Badanie: To człowiek chroni psa przed atakiem wilka
Coraz większa populacja wilków w Polsce oznacza, że częściej będzie dochodziło do spotkań tych zwierząt z psami. Jak zapobiegać konfrontacjom, sprawdzała polska badaczka.
Wyniki badania opublikowano w czasopiśmie naukowym "Animals".
Andżelika Haidt z Instytutu Badawczego Leśnictwa sprawdzała, co się dzieje, kiedy dochodzi do spotkania między wilkami, a psami. Okazuje się, że na terytorium wilka, im bliżej psa jest człowiek, tym mniejsza szansa, że pies zostanie zaatakowany. Inaczej wśród zabudowań. Im bliżej domostw, tym bardziej prawdopodobne, że wilk przeprowadzi atak.
- Człowiek swoim zachowaniem zmniejsza ryzyko negatywnych interakcji pomiędzy wilkami a psami. Ponieważ zdrowe wilki boją się ludzi, to opiekun jest dla psa czymś w rodzaju parasola ochronnego - mówi w rozmowie z serwisem Nauka w Polsce - PAP Andżelika Haidt z Instytutu Badawczego Leśnictwa. Naukowiec od kilku lat zajmuje się relacjami między wilkiem szarym a psem domowym.

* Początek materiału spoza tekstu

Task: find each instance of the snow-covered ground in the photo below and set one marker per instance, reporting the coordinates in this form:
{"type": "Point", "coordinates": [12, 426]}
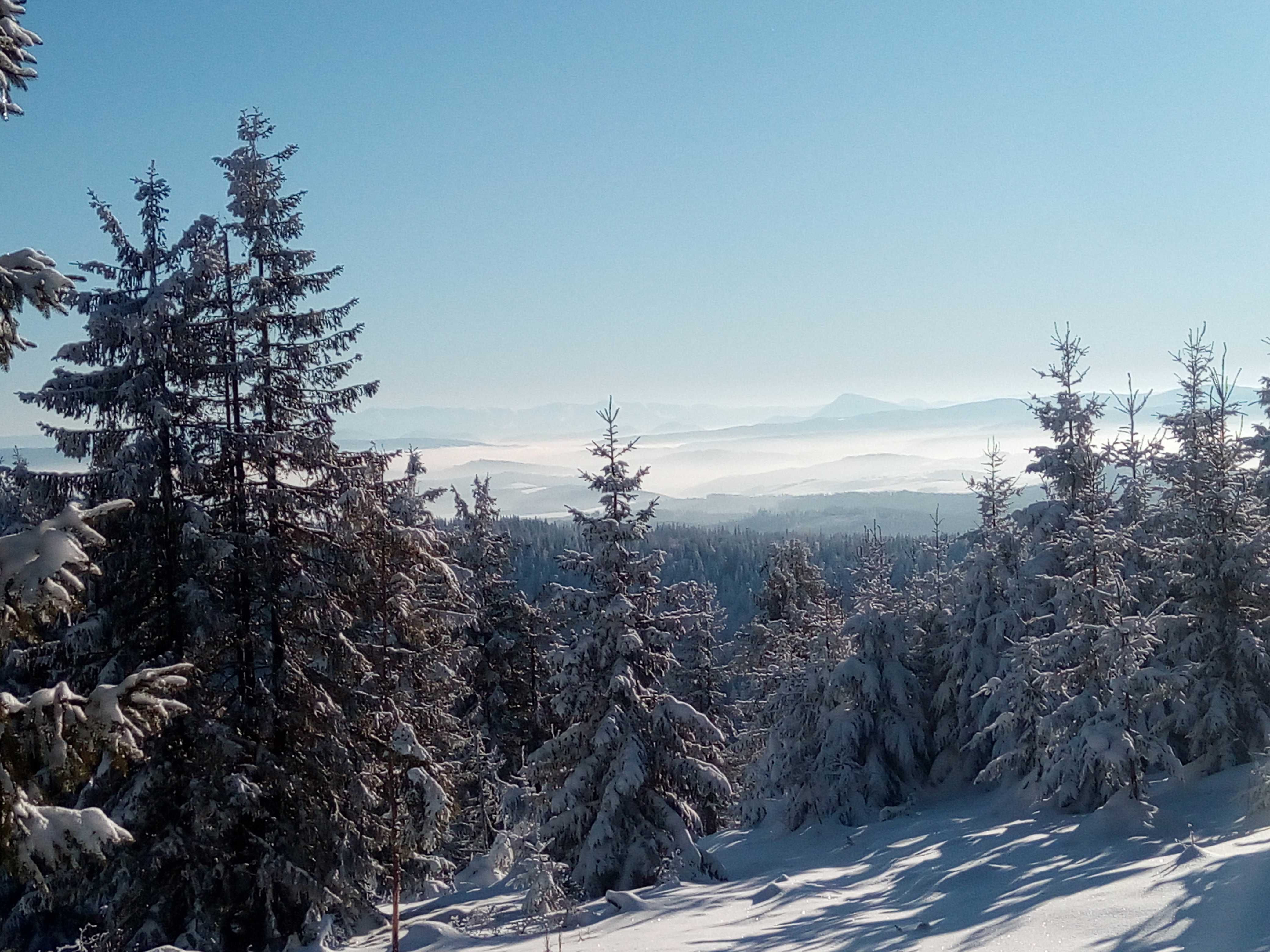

Wilk jest objęty w Polsce ścisłą ochroną, przez co zdaniem Haidt, mamy jedną z największych populacji w Europie. Nie wiadomo jednak dokładnie, ile wilków mieszka w naszym kraju.
- Mamy w Polsce problem z szacowaniem liczebności populacji wilka - dane zależą od stosowanej metodyki. Na przykład według GUS w 2018 r. stan populacji w Polsce szacowany był na 2868 osobników. Natomiast "Pilotażowy monitoring wilka i rysia realizowany w ramach Państwowego Monitoringu Środowiska" wykazał, że na terenie Polski w 2018 r. żyło 1886 osobników. To duża rozbieżność. Jednak GUS, który podaje dane co roku, wskazuje na wzrost liczebności - podsumowuje badaczka.
Wilk jest wszędzie
Wilki znajdują się już praktycznie we wszystkich dużych kompleksach leśnych w Polsce. Można je jest spotkać w okolicach miast, takich jak Warszawa czy Poznań. Coraz większa populacja oznacza, że częściej dochodzi do interakcji, które zdaniem naukowców prowadzą do konfliktu na linii człowiek - dzika przyroda.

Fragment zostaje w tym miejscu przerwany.